Man is the Bastard/Aunt Mary - Split (Deep Six Records)
Two sides with some abrupt and jarring editing to them. MITB sticks more in the traditional song side with only a little noise. Aunt Mary takes the opposite with spastic blastbeat cut-up that makes it sound like the record is skipping around the entire time. I can see why this side of the split is held with such high regard.

Prurient - Silent Danger (Impotent Arsenal)
Bootleg of 2 rejected comp tracks from 1999. Properly crude, but nowhere near the heights Dom would eventually soar to. Not bad though.

Number of the Beast - Devil's Night in Stereo (Dead Gods)
Current listening as I type this out.  I guess it's not officially out, as no Discogs page has been made for it/it was never announced by the label, but it was for sale on the band's recent American tour, so what am I to do?  That feels like it's out to me.
As far as the noise is concerned - two tracks of dark psychedelia in the long-form setting.  It's very much a "lose yourself and the enveloping vibe" type of release.  Only thing that really knocked me out of the listening so far was one section where they implemented scrap metal in track one. The duo's metal sounds were very good when I saw them this summer, but on record here, it is just drowned in delay and reverb.  Its punch is sorely lacking.  No worry though.  Track 2 already off to a very intriguing start.  Going to see how the rest of this one plays out before the (devil's) night comes to a close.
Dead Door Unit
French Market Press
etc.

DBL

Émilie Payeur - Moon Sound
Cassette, Pai Tapes And Records, 2019.

This tape was just dropped on my lap, and luckily so as its glitchy and crummy color artwork would've likely kept me from checking it out otherwise. I have no previous encounters with neither the artist nor the label, even though the latter is from Finland. According to the publisher, Émilie Payeur is a multidisciplinary artist who obtained a Master's Degree in electroacoustic music composition at the University of Montreal. This tape was recorded at Titanik-Galleria in Turku in 2017, and to my understanding the only instrument used was the DIMI-A synthesizer by Erkki Kurenniemi. Gear nerds can read more about it here.
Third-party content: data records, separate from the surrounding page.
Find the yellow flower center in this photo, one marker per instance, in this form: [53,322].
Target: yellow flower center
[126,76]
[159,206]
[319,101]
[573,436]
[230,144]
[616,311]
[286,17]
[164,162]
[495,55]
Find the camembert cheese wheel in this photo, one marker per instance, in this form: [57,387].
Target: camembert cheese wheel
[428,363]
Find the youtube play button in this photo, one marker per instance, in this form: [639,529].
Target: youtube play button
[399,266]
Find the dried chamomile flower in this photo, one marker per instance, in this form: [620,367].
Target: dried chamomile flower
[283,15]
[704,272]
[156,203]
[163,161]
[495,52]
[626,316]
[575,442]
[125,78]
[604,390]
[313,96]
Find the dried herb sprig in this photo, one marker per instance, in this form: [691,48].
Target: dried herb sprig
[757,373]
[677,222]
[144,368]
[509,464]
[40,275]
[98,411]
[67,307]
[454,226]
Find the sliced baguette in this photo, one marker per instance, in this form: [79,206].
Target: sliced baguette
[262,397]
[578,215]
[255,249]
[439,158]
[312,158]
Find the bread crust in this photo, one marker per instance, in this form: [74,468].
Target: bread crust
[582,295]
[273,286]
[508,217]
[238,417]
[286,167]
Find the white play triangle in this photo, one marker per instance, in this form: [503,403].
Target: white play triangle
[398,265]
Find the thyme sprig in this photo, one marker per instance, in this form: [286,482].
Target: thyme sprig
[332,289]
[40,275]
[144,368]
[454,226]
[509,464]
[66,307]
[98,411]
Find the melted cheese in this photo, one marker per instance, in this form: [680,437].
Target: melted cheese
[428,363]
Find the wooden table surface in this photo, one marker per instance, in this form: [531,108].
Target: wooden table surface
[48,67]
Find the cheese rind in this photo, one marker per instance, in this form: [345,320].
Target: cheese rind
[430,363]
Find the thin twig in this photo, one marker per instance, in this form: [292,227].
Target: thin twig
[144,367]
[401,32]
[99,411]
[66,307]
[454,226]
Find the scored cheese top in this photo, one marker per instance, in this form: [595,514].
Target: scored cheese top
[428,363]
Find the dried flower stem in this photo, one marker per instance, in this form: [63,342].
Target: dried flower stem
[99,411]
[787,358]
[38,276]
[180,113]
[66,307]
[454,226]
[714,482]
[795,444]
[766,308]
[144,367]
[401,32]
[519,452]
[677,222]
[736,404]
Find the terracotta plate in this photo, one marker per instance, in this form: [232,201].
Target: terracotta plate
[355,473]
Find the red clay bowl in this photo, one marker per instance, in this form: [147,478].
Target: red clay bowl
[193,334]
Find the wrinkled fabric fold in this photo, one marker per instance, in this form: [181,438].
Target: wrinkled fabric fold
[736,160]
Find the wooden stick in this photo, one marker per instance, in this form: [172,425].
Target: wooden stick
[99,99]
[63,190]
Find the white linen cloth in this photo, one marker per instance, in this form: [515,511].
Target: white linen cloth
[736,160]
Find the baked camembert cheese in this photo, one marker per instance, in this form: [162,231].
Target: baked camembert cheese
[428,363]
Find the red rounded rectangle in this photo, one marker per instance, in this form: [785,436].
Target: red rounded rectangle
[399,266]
The tape offers experimentations with pretty bare, vintage and tangibly electric synth sounds. At times the results are really tasty, with the quite narrow-scoped signals offering surprisingly effective sweeps, rewind-like sounds and interesting drone-like ambience. The artist's experience in electroacoustic music shows in how she can create something interesting using very little, just by combining steady or restlessly breaking synth ambience tones with more rhythmic and physical snippets of sound. At other times it seems likely that the artist is just trying out things, and this can come out as moments of quite dull and random beeping, getting stuck on the most tinnitus-like notes or unmoving oscillator ambient. I would assume Payeur had limited time to get familiar with the instrument and record with it, which makes the fairly short tape's uneven quality understandable. As a listener it's still a little disappointing, though. It's hit & miss, but at least the hits are really nice.